Scheimpflug Tomography Scheimpflug tomography delivers highly accurate elevation data and measurements of the anterior and posterior cornea, global pachymetry, and high-quality imaging of the anterior segment. Measuring the posterior cornea is crucial to detect early ectasias such as keratoconus, because the anterior corneal surface may appear healthy, but posterior anomalies may exist. Ambrosio has found posterior corneal changes in 88% of contralateral eyes of patients previously diagnosed as unilateral keratoconus.¹⁴

The global pachymetry is essential to monitor the changes of corneal thickness after SL wear and for the differential diagnosis of pellucid marginal corneal degeneration (PMD). The diagnosis of PMD has been made based on a corneal topography pattern appearing as a “crab claw” or “kissing doves” without considering the corneal thickness. These patterns also can be frequently seen in keratoconus. However, in PMD, there is a peripheral thinning localized inferiorly, approximately 1mm from the limbus.

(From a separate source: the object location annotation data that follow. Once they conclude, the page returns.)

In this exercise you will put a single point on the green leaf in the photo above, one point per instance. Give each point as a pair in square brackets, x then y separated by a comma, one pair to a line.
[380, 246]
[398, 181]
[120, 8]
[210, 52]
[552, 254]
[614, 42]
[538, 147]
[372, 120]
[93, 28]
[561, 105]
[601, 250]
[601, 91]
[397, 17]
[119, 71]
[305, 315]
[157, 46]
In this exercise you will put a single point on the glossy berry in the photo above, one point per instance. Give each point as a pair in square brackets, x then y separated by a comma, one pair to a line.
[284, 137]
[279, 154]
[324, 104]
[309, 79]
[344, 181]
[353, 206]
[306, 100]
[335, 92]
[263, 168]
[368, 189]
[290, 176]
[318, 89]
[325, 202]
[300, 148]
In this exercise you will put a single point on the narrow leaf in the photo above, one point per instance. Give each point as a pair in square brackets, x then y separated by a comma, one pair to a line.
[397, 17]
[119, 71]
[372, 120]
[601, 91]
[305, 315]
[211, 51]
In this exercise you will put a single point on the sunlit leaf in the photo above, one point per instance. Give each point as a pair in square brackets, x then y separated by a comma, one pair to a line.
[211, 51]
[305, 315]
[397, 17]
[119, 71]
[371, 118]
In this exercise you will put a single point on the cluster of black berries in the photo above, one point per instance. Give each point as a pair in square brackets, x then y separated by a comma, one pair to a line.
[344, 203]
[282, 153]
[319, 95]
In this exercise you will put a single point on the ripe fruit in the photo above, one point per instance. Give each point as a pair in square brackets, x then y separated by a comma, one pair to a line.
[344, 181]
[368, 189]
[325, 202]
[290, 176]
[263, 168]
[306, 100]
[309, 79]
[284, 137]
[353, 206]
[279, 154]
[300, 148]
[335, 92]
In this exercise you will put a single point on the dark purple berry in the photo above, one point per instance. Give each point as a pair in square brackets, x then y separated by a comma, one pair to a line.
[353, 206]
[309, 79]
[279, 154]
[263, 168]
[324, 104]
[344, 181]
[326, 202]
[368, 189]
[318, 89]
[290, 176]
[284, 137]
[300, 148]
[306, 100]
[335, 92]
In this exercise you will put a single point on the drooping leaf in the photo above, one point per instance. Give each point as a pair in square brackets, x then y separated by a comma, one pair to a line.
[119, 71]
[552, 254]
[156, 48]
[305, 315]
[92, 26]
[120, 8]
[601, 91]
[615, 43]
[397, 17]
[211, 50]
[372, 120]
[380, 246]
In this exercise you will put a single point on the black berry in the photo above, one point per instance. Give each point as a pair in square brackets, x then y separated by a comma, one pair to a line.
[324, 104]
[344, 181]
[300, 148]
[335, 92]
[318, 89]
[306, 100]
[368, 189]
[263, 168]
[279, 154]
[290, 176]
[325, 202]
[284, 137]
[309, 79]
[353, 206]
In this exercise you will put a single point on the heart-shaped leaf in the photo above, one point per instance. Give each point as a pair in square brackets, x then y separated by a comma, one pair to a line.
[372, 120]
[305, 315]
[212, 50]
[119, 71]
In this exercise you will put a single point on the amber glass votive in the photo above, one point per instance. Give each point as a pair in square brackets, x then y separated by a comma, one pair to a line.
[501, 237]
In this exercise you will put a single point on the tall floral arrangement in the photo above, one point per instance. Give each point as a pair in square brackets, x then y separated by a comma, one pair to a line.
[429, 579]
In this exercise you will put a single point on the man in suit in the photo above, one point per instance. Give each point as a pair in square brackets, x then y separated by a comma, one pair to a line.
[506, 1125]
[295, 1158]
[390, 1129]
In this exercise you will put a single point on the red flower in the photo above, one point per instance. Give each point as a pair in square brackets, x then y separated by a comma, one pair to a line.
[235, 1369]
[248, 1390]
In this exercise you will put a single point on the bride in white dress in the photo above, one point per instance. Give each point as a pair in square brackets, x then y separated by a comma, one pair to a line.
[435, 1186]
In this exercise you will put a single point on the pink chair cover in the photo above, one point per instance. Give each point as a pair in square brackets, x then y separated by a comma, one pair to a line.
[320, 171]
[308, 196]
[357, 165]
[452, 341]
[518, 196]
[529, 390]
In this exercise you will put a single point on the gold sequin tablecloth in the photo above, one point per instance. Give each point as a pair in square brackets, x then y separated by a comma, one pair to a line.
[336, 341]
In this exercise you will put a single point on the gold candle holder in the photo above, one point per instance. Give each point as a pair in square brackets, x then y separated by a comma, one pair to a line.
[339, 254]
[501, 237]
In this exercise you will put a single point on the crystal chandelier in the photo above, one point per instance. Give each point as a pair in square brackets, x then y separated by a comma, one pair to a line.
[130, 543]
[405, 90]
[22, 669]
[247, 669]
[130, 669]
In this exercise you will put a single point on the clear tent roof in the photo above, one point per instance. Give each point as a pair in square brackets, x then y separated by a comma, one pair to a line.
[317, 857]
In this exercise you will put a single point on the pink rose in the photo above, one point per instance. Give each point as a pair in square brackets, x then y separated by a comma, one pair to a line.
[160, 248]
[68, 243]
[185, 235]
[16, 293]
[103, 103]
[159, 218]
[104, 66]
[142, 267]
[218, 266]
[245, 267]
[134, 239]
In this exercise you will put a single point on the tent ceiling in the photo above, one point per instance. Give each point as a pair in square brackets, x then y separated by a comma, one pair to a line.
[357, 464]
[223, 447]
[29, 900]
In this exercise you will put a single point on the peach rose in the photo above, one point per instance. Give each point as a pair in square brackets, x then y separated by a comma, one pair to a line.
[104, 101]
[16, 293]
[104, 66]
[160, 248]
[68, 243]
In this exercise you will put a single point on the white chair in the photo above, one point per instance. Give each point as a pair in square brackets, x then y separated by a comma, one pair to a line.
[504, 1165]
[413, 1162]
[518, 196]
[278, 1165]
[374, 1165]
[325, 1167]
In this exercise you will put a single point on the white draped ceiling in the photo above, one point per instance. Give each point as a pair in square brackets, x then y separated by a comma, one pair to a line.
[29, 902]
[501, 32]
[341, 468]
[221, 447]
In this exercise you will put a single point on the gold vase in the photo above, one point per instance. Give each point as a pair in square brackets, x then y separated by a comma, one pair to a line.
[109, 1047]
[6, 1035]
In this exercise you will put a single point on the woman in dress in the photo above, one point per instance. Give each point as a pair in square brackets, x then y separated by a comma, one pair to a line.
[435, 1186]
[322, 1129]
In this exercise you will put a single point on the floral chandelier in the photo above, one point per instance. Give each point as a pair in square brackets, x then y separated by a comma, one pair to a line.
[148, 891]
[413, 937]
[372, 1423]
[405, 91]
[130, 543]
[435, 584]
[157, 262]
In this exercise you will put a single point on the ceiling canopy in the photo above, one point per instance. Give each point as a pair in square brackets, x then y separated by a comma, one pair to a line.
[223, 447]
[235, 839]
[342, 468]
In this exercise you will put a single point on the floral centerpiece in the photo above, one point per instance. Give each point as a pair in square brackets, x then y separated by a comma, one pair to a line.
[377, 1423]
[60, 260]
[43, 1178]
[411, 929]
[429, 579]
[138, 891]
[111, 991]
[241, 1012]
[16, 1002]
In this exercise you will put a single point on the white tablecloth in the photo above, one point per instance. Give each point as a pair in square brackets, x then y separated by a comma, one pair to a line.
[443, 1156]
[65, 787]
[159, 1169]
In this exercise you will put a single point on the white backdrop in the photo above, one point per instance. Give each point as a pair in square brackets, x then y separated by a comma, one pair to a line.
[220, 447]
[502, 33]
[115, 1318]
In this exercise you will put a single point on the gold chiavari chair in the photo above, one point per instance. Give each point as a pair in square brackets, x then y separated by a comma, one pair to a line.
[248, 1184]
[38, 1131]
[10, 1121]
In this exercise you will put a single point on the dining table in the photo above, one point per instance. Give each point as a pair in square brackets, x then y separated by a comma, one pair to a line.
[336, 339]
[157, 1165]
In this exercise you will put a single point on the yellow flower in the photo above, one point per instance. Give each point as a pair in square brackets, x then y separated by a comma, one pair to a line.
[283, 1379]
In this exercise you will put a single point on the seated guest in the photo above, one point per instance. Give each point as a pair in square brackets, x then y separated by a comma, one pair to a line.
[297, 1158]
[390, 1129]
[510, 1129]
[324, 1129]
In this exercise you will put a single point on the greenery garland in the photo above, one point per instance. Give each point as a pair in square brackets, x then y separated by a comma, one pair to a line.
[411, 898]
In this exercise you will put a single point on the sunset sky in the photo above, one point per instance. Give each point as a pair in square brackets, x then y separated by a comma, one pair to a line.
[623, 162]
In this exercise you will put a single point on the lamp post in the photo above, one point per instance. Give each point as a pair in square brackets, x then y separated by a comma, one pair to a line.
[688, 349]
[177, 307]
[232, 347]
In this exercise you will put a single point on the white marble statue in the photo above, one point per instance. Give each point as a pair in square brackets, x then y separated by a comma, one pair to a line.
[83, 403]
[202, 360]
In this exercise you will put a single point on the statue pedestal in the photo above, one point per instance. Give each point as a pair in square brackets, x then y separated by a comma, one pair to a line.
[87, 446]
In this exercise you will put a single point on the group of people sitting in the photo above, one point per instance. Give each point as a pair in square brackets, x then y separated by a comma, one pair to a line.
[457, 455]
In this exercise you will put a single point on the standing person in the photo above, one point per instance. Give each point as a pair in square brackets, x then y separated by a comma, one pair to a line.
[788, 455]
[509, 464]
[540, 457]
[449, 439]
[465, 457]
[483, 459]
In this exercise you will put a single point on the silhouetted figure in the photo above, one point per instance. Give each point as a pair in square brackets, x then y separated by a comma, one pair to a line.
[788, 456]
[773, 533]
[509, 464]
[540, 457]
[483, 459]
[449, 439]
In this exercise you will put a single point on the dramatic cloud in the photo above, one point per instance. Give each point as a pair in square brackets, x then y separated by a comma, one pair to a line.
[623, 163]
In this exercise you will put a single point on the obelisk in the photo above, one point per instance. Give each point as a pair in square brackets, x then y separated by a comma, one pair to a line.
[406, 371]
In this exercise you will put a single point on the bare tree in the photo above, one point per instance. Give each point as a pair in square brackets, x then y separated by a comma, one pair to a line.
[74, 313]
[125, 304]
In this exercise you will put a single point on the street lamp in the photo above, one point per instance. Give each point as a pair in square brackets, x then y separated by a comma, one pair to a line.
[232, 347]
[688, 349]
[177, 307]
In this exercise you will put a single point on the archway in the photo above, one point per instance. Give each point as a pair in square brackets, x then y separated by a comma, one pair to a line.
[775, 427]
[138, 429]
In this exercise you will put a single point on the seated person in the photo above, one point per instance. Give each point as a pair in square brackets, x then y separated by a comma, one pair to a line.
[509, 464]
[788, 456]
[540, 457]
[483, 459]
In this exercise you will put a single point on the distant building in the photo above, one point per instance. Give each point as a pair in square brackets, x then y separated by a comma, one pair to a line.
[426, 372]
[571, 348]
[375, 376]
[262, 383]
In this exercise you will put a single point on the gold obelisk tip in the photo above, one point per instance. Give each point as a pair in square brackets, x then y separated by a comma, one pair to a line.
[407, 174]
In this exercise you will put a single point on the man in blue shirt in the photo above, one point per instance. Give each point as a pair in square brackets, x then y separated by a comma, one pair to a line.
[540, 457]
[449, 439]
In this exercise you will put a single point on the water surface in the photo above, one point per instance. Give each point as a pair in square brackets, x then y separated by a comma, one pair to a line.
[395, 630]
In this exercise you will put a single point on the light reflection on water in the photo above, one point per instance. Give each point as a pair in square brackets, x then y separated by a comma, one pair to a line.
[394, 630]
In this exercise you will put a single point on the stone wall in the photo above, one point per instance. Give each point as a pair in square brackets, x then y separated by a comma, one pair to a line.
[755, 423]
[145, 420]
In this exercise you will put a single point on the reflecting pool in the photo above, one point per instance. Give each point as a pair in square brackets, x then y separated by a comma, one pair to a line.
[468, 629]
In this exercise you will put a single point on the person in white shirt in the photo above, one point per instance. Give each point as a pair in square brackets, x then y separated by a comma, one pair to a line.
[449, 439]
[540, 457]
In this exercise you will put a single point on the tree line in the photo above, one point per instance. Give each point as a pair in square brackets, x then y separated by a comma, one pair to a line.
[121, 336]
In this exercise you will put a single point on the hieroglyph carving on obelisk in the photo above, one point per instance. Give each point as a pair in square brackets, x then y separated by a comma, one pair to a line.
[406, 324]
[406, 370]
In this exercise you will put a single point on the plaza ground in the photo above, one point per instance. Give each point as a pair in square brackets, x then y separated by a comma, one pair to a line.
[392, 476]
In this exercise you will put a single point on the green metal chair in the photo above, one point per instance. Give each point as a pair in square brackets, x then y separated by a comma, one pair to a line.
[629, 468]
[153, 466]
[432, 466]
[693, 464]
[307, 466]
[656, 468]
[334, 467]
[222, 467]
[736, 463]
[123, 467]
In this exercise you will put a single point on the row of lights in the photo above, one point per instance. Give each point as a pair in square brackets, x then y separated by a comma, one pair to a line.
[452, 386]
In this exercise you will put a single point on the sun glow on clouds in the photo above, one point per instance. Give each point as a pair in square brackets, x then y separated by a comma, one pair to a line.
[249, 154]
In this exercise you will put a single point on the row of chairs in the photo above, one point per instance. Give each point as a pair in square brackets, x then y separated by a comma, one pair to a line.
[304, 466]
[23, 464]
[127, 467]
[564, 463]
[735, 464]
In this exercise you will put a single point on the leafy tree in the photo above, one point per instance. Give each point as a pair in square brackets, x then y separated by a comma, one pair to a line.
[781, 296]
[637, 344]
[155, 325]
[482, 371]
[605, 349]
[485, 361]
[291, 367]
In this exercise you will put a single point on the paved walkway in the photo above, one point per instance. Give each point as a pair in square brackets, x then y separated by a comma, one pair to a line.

Recently, one Scheimpflug system has integrated software for the assessment of the corneoscleral profiles up to 18mm. This scanning process is a tear film independent measurement and reproducible as all other data measured, and a link to external SL fitting software is available.

Specular Microscopy Specular microscopy allows practitioners to assess endothelial cell size, shape, and density and to detect the presence of abnormalities such as guttata and endothelial cell inclusion bodies, and it also provides pachymetry measurements. The frequency of this examination depends on the corneal condition and risk factors for edema occurrence.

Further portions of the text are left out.